# Creating Generalized Beta distributions

Beta distributions integrated in BW2 supposed that minimum=0 and only allow to set a maximum value with loc=alpha, shape=beta, scale=maximum. See the source code: https://bitbucket.org/cmutel/stats_arrays/src/4b1c62076305a127458c49d45287d2f9bbc9933b/stats_arrays/distributions/beta.py?at=default&fileviewer=file-view-default

Scipy package allows to create generalized beta by setting the minimum and the maximum with a=alpha, b=beta, loc=min and scale=max-min. See the documentation here: https://docs.scipy.org/doc/scipy/reference/generated/scipy.stats.beta.html#scipy.stats.beta

The aim here is to create a Generalized beta distribution available in BW2 starting from beta.py: GeneralizedBetaUncertainty as beta_generalized, id = 13, using minimum and maximum.

In [1]:
import brightway2 as bw
import os               # to use "operating system dependent functionality"
import numpy as np      # "the fundamental package for scientific computing with Python"
import pandas as pd     # "high-performance, easy-to-use data structures and data analysis tools" for Python
import csv
import stats_arrays

In [None]:
from __future__ import division
from ..errors import InvalidParamsError
from ..utils import one_row_params_array
from .base import UncertaintyBase
from numpy import random, zeros, isnan, arange
from scipy import stats


class GeneralizedBetaUncertainty(UncertaintyBase):

    u"""
    
    TO BE UPDATED FOR GENERALIZED BETA DISTRIBUTIONS
The Generalized Beta distribution has the probability distribution function:


The :math:`\\alpha` parameter is ``loc``, and :math:`\\beta` is ``shape``. 
By default, the Beta distribution is defined from 0 to 1; the upper bound can be rescaled with the ``maximum`` parameter
and the lower bound with the ``minimum`` parameter.
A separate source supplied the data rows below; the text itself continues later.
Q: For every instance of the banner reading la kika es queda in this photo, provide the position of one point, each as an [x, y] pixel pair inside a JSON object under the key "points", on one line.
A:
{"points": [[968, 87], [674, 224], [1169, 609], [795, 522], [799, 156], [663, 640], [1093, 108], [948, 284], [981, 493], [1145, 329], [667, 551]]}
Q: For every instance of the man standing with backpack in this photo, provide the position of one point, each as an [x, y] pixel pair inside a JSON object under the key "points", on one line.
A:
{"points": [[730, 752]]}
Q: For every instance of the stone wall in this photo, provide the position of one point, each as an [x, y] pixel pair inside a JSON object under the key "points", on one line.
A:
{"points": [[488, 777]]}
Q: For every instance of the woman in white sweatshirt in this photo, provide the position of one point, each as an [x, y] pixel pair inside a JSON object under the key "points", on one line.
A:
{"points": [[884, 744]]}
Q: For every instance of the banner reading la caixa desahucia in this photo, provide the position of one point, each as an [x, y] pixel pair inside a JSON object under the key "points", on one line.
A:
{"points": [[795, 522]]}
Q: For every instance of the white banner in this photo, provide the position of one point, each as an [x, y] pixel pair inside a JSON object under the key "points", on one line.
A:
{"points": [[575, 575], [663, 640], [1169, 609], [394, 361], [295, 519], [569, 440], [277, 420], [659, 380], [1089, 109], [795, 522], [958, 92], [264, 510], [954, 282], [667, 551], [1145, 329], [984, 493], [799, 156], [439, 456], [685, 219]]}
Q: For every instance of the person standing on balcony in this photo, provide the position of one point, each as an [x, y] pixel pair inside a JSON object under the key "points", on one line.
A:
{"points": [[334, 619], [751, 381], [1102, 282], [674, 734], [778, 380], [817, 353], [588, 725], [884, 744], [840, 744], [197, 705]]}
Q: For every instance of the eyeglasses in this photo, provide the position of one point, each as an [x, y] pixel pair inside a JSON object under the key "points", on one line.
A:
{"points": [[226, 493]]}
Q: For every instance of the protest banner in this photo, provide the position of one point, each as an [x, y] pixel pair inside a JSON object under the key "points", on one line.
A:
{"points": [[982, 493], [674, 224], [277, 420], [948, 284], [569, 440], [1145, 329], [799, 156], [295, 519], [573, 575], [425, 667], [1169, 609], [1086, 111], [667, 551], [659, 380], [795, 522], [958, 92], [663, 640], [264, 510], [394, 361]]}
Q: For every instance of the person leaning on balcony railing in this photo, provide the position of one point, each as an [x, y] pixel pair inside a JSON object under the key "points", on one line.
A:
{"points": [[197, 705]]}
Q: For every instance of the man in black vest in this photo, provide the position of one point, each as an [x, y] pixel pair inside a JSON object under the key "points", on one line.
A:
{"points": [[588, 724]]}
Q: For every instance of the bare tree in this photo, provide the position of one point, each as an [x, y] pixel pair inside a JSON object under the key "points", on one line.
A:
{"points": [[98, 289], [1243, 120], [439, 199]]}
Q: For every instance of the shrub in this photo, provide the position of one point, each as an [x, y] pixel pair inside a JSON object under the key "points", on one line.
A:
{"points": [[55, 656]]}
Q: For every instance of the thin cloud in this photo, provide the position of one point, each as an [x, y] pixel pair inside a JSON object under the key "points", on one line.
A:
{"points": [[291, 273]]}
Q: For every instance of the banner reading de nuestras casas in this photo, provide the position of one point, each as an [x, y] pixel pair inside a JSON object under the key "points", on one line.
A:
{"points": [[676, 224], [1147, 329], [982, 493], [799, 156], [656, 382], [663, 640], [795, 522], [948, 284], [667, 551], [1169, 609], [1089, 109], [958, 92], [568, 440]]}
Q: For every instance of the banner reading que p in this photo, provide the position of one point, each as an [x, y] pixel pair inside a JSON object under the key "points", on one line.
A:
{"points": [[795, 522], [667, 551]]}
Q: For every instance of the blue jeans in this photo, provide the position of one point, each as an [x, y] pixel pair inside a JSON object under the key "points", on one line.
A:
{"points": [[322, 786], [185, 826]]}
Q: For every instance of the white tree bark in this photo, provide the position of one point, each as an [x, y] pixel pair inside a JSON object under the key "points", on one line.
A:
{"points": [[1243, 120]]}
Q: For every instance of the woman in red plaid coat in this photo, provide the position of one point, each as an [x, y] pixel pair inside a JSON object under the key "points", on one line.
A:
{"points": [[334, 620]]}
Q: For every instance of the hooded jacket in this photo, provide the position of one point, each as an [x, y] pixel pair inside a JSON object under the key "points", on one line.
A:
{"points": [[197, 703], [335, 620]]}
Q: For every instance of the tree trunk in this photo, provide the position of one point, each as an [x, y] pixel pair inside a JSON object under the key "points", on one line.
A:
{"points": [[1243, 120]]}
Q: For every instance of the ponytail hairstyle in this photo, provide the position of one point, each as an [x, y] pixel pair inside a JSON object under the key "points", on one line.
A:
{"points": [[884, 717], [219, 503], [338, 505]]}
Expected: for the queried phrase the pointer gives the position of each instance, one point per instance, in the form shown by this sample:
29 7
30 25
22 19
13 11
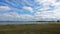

Wikipedia: `Beta distribution <http://en.wikipedia.org/wiki/Beta_distribution>`_
    """
    id = 13
    description = "Generalized Beta uncertainty"

    @classmethod
    def validate(cls, params):
        scale_param=params['maximum']-params['minimum']
        if (params['loc'] > 0).sum() != params.shape[0]: #params.shape[0] ==> scale_param? je crois que non
            raise InvalidParamsError("Real, positive alpha values are" +
                                     " required for Beta uncertainties.")
        if (params['shape'] > 0).sum() != params.shape[0]:
            raise InvalidParamsError("Real, positive beta values are" +
                                     " required for Beta uncertainties.")
        if (scale_param <= 0).sum():
            raise InvalidParamsError("Scale value must be positive or NaN")

    @classmethod
    def random_variables(cls, params, size, seeded_random=None,
                         transform=False):
        scale_param=params['maximum']-params['minimum']
        if not seeded_random:
            seeded_random = random
        scale = scale_param
        scale[isnan(scale)] = 1
        return scale.reshape((-1, 1)) * seeded_random.beta(
            params['loc'],
            params['shape'],
            size=(size, params.shape[0])).T + params['minimum']

    @classmethod
    def cdf(cls, params, vector):
        vector = cls.check_2d_inputs(params, vector)
        results = zeros(vector.shape)
        scale_param=params['maximum']-params['minimum']
        scale = scale_param
        scale[isnan(scale)] = 1
        for row in range(params.shape[0]):
            results[row, :] = stats.beta.cdf(vector[row, :],
                                             params['loc'][row], params['shape'][row],
                                             loc=params['minimum'][row],
                                             scale=scale[row])
        return results

    @classmethod
    def ppf(cls, params, percentages):
        percentages = cls.check_2d_inputs(params, percentages)
        results = zeros(percentages.shape)
        scale_param=params['maximum']-params['minimum']
        scale = scale_param
        scale[isnan(scale)] = 1
        for row in range(percentages.shape[0]):
            results[row, :] = stats.beta.ppf(percentages[row, :],
                                             params['loc'][row], params['shape'][row],
                                             loc=params['minimum'][row],
                                             scale=scale[row])
        return results

    @classmethod
    @one_row_params_array
    def statistics(cls, params):
        alpha = float(params['loc'])
        beta = float(params['shape'])
        mini = float(params['minimum'])
        maxi = float(params['maximum'])
        # scale = 1 if isnan(params['maximum'])[0] else float(params['maximum'])
        if alpha <= 1 or beta <= 1:
            mode = "Undefined"
        else:
            mode = mini + (maxi-mini) * (alpha - 1) / (alpha + beta - 2)
        return {
            'mean': mini + (maxi-mini) * alpha / (alpha + beta),
            'mode': mode,
            'median': "Not Implemented",
            'lower': mini,
            'upper': maxi
        }

    @classmethod
    @one_row_params_array
    def pdf(cls, params, xs=None):
        scale_param=params['maximum']-params['minimum']
        scale = 1 if isnan(scale_param)[0] else float(scale_param)
        if xs is None:
            xs = arange(0, scale, scale / cls.default_number_points_in_pdf)
        ys = stats.beta.pdf(xs, params['loc'], params['shape'],
                            loc=params['minimum'],
                            scale=scale)
        return xs, ys.reshape(ys.shape[1])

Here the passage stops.